We no longer thought about skating or the NHL, we just hoped that the seizures would stop, and that the damage done from the seizures and the toxicity and side effects from the medicines wasn’t permanent. There were days when my son was too tired to function and too wobbly to stand but he would try to go in the basement and take shots. It broke my heart to see him like that, but I would go down and play with him, sometimes fighting back tears on the really bad days.
There were days when I thought that was where our story would end. But thanks to the amazing people who cared for him, my son’s condition started to improve. Although we are not seizure free, they happen mostly at night. As we continue on the ketogenic diet and adjust his medications, my son has regained much of his balance. We started working with an off-ice coach so that he can be more active and build his stamina doing something that he loves. Then, a few weeks ago, a day we had almost stopped hoping for came.

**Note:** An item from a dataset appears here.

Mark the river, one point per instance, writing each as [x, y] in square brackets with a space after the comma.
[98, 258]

We hopped in to a taxi and headed to our local ice rink. My son put on his helmet, his jersey, and we helped him put on his skates. He stood and started walking down the hallway towards the ice. The next few steps felt like they came in slow motion. I held my breath as he grabbed the side of the boards with his right hand and stepped on to the ice with one foot and then the other. After a few seconds, he was free of the boards, the edges of his skates digging in to the ice and propelling him forward.
Even though we only spent a short amount of time on the ice, it was enough for mark a milestone in our journey with epilepsy. We don’t know what the future holds, how long the diet or the medicine will work to control his seizures. We don’t know if he’ll be able to continue to skate if his seizures spike again or if he develops new side effects or complications as he ages. But for as dark as things have been, as much as my son has gone through, and as impossible as everything had seemed, for one afternoon, he was able to do what he loved, and we celebrated that moment as if he had just won the Stanley Cup.